The last owner of the monastery was the Ministry of Defense, which placed reserve pharmacy warehouses in Paygarm. Both stone temple for the convenience of storing the boxes with preparations, they were cut by ceilings into two floors, and I-beams metal beams were embedded directly into the frescoes. With the organization of the Saransk diocese, the question arose of returning the monastery to believers. The Ministry of Defense first returned the Assumption Cathedral, the tomb and the building of the former refectory, then the Ascension Church, several cell buildings of the southern row. In the second half of 1997, the nuns returned to the large stone building of the western part of the complex and the building of the former monastery hospital, which lost the head of the house church, but retained the apse. Today, more than fifty nuns live, work and pray in the Paygarm Monastery. The Assumption Cathedral was restored to life, the church over the source was rebuilt, the Ascension Church was being restored, the foundation of the bell tower was laid. The monastery has a courtyard in Saransk - a church in the name of the Nativity of Christ, converted from a household annex to a typical high-rise building in the North-Western microdistrict. The temple has a large parish, and all proceeds go to the restoration of the Paygarm buildings. A vivid indicator of the new “recognition” of the ancient monastery is the flow of pilgrims, growing from day to day, and there are especially many young people, schoolchildren and students in Paygarm.

Convent, located at the revered since the XVIII century. Pyatnitsky source. Founded in 1865 by noblewoman M. M. Kiseleva and novice P. S. Smirnova (later Abbess Paraskeva) as a women's community, in 1884 received the status of a monastery. To the beginning 20th century a populous monastery with a large farm, schools, an orphanage, a hospital and an almshouse. Closed at the beginning 1920s The buildings were occupied by a hospital, then warehouses, a military unit, the fence and the bell tower were broken. Restoration work has been underway since 1994.

The Paraskevo-Voznesensky convent is widely known not only in Mordovia, but also abroad. This explains the attention paid to the monastery by the highest persons. In June 2005, the monastery was visited by Metropolitan Kirill of Smolensk and Kaliningrad (now His Holiness Patriarch of Moscow and All Rus'). In the same year, fonts were built and consecrated in honor of St. Nicholas the Wonderworker and St. Seraphim of Sarov.

In 2006 he came to Paygarm His Holiness Patriarch Moscow and All Rus' Alexy II.

At present, the Paraskevo-Ascension Convent continues to be equipped: in 2008, the construction of the bell tower began, in January 2010, a temple was consecrated in honor of the Holy Martyr Paraskeva.

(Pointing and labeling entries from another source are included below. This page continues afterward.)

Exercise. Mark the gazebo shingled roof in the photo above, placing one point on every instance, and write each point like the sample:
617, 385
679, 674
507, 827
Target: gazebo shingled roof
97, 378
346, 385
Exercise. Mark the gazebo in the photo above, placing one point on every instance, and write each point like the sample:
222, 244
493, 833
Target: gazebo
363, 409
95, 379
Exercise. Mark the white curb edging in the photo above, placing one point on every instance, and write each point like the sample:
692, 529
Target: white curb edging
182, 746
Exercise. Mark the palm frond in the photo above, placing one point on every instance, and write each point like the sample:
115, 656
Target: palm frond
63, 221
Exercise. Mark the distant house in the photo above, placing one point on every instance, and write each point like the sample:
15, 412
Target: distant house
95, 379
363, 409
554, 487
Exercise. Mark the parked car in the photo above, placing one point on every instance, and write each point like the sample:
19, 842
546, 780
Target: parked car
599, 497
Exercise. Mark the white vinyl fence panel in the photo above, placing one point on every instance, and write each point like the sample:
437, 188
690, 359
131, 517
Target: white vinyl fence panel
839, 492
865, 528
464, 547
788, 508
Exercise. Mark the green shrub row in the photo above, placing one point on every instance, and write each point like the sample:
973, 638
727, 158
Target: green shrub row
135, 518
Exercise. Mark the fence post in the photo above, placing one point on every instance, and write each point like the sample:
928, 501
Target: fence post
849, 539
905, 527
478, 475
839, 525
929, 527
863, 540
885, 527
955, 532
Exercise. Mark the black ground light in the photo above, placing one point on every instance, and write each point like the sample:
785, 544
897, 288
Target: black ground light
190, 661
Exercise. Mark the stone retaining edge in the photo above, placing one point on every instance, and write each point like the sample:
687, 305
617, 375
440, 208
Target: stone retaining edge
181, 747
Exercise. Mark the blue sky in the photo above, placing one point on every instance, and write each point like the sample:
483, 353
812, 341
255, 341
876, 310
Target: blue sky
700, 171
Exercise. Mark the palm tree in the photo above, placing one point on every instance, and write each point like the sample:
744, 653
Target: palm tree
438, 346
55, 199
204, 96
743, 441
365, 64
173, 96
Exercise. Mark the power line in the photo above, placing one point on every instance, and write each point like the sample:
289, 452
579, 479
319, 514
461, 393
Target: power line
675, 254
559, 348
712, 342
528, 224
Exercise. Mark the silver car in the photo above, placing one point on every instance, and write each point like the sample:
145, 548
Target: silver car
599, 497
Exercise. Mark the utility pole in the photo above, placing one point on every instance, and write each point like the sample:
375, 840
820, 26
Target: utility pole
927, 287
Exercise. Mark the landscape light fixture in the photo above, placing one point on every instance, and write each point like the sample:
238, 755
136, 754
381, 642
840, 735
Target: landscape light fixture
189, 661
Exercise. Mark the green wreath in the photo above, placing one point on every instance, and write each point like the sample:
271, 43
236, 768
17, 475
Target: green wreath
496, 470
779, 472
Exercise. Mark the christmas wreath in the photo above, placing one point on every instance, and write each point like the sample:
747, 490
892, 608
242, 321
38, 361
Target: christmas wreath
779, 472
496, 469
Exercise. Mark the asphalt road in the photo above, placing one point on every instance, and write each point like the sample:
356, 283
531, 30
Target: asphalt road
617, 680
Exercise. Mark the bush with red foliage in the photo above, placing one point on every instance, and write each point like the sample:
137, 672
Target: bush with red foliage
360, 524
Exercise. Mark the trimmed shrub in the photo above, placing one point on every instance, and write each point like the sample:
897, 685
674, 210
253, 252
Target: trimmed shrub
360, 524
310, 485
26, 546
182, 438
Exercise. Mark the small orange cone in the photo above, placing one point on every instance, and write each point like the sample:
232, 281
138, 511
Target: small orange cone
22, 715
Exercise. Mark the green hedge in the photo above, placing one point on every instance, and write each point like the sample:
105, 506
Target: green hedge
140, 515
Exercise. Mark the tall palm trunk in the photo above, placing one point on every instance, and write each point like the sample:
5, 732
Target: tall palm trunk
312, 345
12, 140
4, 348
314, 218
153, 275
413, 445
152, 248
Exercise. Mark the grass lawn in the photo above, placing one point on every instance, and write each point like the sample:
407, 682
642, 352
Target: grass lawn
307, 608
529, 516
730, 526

Many pilgrims from all corners of our Fatherland, as well as from abroad, come to this holy monastery to bow to the Holy Great Martyr Paraskeva, the patroness of these places, to partake of the Holy Mysteries of Christ, to partake in monastic labors and prayer, to bathe in the healing epiphany springs. They find here grace-filled healing in illnesses and help in their labors and worries. The monastery welcomes everyone with love and tries to help everyone in spiritual needs.

This is a description of the Paygarmsky Paraskevo-Voznesensky Convent 33 km southwest of Saransk, Mordovia (Russia). As well as photos, reviews and a map of the surroundings. Find out the history, coordinates, where it is located and how to get there. Check out other locations on our interactive map for more details. Know the world better.

Cathedrals No. 17594 - Paygarmsky Paraskevo-Ascension Convent

Temples of Russia No. 13335 - Paraskevo-Voznesensky Paygarm Convent (1884)

Convent, located at the revered since the XVIII century. Pyatnitsky source. Founded in 1865 by noblewoman M. M. Kiseleva and novice P. S. Smirnova (later Abbess Paraskeva) as a women's community, in 1884 received the status of a monastery. To the beginning 20th century a populous monastery with a large farm, schools, an orphanage, a hospital and an almshouse. Closed at the beginning 1920s The buildings were occupied by a hospital, then warehouses, a military unit, the fence and the bell tower were broken. Restored in 1994.